At one time the institute was called "the antechamber of the House." The most conspicuous role of the institute was in bills related to urban planning, including maintaining a green belt around Pairs where the old fortifications had stood, managing the expansion of cities and providing social housing.
Between 1894 and 1914 over 500 members of the Musée social wrote leaflets and brochures, gave lectures, studied conditions abroad and responded to all requests.
In 1900 the Musée social gave 1,200 written replies and 3,299 oral consultations. Under pressure from economists and the followers of Louis Pasteur the institute moved from supporting a philanthropic approach to handling social issues to one of greater state intervention.

In 1903 the architect and influential urban planner Eugène Hénard proposed using the land reserved for the obsolete Paris fortifications as the basis for a belt of parks.
Hénard wanted to develop better radial thoroughfares, and to take the opportunity presented by demolition of the old city fortifications to build a ring road and new parks and housing.
This was supported by the Musée Social, which in 1910 asked citizens to vote in the forthcoming elections for candidates who backed the parkland and urban conservation programs.
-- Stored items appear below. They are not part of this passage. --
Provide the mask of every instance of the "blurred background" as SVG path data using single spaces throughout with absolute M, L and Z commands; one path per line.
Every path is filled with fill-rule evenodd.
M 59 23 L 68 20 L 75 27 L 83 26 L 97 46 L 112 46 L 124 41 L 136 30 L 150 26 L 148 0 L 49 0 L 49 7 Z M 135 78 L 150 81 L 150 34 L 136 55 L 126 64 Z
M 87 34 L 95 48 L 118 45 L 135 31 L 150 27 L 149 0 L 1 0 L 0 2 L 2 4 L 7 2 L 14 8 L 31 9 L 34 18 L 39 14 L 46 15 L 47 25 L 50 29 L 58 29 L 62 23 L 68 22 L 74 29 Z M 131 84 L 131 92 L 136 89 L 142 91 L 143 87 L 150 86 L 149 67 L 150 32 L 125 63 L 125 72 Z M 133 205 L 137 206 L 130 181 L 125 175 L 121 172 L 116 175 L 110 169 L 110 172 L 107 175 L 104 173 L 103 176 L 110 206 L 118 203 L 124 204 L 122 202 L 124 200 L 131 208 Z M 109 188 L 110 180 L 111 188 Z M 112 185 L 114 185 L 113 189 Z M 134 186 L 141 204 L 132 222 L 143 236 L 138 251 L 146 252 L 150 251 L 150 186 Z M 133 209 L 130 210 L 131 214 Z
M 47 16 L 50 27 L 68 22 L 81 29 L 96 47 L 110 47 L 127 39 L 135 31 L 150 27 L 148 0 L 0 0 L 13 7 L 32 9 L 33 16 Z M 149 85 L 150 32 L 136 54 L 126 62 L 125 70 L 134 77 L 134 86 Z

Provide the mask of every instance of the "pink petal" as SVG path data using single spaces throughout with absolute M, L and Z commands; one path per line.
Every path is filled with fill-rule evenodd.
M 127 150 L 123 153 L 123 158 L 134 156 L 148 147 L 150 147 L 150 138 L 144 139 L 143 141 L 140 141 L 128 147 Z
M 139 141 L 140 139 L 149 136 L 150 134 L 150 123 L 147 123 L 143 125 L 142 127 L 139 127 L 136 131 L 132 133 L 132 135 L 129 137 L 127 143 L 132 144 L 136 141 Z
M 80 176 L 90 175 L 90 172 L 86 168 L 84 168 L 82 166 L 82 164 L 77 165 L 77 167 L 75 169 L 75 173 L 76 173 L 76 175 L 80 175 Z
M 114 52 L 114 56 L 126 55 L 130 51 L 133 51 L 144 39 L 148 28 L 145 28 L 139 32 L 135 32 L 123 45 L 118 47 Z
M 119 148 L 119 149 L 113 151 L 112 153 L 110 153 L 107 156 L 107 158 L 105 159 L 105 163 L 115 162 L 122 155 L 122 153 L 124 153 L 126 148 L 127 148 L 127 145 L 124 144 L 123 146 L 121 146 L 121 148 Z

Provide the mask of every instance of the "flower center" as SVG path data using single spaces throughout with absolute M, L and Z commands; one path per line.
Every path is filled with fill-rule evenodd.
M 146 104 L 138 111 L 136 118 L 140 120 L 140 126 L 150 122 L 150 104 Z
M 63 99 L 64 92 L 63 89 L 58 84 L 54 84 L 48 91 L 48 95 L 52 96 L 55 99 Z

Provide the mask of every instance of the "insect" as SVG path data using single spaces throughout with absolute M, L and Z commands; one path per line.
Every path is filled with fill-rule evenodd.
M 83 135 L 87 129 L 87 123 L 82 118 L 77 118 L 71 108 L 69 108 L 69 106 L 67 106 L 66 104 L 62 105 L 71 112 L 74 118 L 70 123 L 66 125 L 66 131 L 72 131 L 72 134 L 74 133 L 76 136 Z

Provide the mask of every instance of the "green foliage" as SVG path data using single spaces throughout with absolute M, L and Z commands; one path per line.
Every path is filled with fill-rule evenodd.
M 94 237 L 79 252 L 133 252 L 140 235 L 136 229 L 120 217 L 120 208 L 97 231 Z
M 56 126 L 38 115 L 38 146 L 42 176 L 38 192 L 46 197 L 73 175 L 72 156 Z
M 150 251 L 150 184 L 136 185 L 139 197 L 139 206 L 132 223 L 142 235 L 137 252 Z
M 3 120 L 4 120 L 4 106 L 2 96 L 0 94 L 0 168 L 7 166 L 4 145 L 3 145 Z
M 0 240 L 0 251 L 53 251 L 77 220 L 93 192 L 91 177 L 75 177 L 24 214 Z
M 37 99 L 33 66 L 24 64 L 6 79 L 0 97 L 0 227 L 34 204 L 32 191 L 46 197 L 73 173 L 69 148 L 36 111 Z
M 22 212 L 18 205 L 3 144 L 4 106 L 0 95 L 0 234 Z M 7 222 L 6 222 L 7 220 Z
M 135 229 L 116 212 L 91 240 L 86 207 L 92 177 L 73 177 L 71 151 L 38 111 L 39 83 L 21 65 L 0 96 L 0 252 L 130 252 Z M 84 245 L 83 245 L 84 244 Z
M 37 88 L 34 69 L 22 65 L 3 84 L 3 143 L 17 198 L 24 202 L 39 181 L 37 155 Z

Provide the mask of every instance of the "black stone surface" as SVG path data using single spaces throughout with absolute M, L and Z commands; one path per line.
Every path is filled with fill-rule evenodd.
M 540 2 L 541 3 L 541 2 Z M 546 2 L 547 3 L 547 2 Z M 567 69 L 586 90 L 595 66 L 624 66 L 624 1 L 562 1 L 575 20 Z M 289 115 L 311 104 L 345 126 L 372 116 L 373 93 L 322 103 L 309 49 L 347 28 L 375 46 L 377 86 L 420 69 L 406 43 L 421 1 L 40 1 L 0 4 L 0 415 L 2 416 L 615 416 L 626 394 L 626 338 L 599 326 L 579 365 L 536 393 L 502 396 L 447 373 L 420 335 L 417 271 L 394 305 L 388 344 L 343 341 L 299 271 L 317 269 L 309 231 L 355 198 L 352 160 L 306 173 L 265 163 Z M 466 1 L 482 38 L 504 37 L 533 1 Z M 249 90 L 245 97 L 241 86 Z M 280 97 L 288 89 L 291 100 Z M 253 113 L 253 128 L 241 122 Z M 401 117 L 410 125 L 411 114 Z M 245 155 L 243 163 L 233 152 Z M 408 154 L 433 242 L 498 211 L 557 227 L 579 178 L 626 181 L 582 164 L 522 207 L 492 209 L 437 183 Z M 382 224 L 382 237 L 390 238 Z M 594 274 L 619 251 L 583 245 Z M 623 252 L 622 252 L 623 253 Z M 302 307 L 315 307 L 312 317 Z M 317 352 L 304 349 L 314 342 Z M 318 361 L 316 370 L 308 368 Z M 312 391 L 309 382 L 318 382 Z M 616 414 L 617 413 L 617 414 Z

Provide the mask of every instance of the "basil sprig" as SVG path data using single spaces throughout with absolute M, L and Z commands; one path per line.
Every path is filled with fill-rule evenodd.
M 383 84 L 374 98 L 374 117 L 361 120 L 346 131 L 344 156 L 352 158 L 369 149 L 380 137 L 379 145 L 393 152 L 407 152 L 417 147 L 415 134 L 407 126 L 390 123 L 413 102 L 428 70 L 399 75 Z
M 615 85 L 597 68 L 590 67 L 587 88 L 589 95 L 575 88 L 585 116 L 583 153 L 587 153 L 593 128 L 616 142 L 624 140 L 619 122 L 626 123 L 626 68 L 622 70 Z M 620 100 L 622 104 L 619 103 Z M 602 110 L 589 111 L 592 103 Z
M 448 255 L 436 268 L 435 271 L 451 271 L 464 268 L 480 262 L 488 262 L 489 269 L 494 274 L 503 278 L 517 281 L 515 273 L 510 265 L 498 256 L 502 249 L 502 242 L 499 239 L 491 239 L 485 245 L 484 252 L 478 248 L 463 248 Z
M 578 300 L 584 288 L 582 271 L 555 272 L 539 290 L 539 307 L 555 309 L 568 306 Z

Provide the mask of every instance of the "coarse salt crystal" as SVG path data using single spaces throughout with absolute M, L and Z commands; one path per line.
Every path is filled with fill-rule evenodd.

In 1908 Hénard headed one of two committees of the Musee Social.
His committee was responsible for identifying urban and rural hygiene problems and proposing solutions, while the other committee was to draft legislation and find legal methods for implementing his group's proposals.
In November 1911 Henri Prost was assigned to assist Hénard, since he was in poor health.
Hénard proposed new housing units with a staggered arrangement so as to maximize the light received by each apartment and to create more recreational space.
He received strong support from the Musée Social and from other urban planners, but was opposed by real estate investors who feared the impact of his planned 75,000 apartment units. After World War I (1914-1918) most of the fortifications area that was to be used for his projects was instead sold in independent parcels to various developers.

==Later years==

After World War II the institute became less influential, reverting to a research and documentation role.
In 1963 it merged with the Office central des œuvres de bienfaisance (OCOB: Central Office for Charities) which evaluated and coordinated charities to ensure effective use of funds.
The new organization was called the Centre d’études, de documentation, d’information et d’action sociales - Musée social (CEDIAS: Centre for Studies, Documentation, Information and Social Action - Social museum).